Dad, I am not able to tell you the stories this girl told us but I will never forget the deep-rooted weeping that happened in my house that day.
Lord, this girl cried. No, she wept.
She wept from somewhere inside her soul and kept saying: “What will I tell my mother? I left her alone with four children to Lagos with the hope of working hard and helping her. Will I now come back with an added burden for her? What will I call this child? Who owns this child? How can I have this child? What will I do with it?”
She fell to the ground, held her head in her hands and she wept. Lord, she wept.
She said that apart from my Adam and I, she has not been able to recount her ordeal to anyone out of fear, shame and disbelief that she could go through such and survive. She said she still marvels at her survival and the fact that they released her even when she had no one to pay her ransom.
She told us about lots of people whom they killed or died out of wounds or heart attacks. And that they were made to dig the graves of those people.
She said that when she came out, knowing what she had been through, she confided in an older woman who told her to watch out for her menstruation, that if it didn’t come out at the time it should, she should go and check. And she said her menses came out exactly the day it was supposed to though it ran for only a day.
She was relieved nonetheless and was very grateful to You Lord that she had no consequences of the ordeal but alas, that was hoping against hope.
She had no money on her, nothing. The kidnappers had a POS with them and collected everything in their account and hers was only Sixteen thousand Naira.
Then she begged us to help her.
She begged us, begged, and really begged us to help her.
I cried that night. I wept Lord.
I have heard so much of the menaces of these herdsmen and kidnappers but not this real and not this close.

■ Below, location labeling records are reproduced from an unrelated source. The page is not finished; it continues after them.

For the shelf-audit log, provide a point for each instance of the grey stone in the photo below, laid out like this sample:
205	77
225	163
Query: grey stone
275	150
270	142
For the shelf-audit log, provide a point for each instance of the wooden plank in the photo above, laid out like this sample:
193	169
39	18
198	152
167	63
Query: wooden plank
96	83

What could we do? How can we have her and her baby in the house?
How can we support an abortion even when we know the circumstances of the conception?
Should we be holy or should we be human?
Should we let this girl have this baby? Should we send her away and give her some money to situate herself?

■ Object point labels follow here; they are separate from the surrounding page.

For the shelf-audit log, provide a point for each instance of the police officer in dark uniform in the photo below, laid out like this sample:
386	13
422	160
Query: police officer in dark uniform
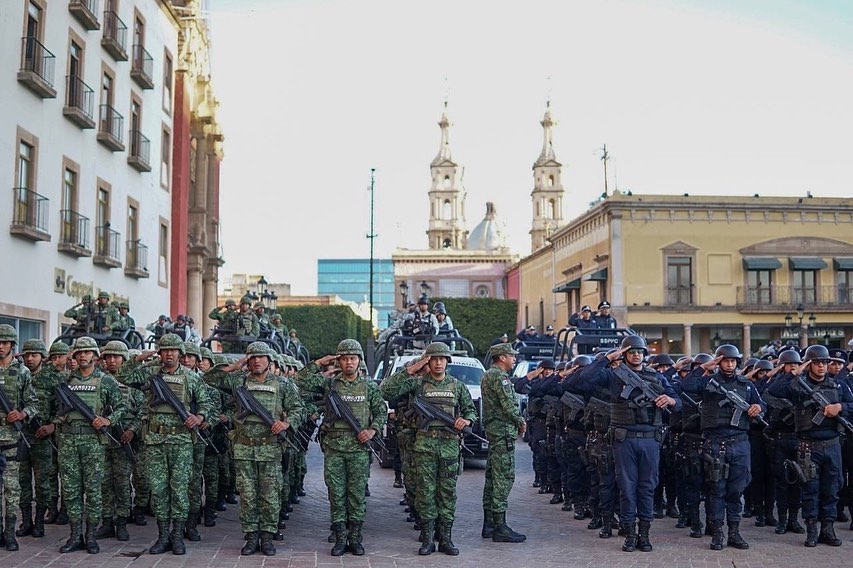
726	448
819	450
636	430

What if she used it to go for an abortion? What Lord is the right thing to do here?
Be Holy or be human to a human?
Her life is not threatened by the pregnancy. The test showed that she was in perfect health. Beautiful, healthy and agile.
She just doesn’t want the baby, so should we then help her get rid of it by giving her funds?
I have never been so battered and confused in my life. I have never cried this hard.
So Lord I ask you? Why did you send this girl to me?
May I plead with you to please spare me next time? Don’t send people like this to me, my heart can’t take such levels of pain in people. Her cries still ring in my ears and I still have goosebumps when I think about her.
Our country is turning into a jungle of heartlessness, and I know you are watching.
Yes, we helped her; don’t ask me how you know everything, right?
This is your daughter and Dad, I am not very happy with you right now, but I am checking in.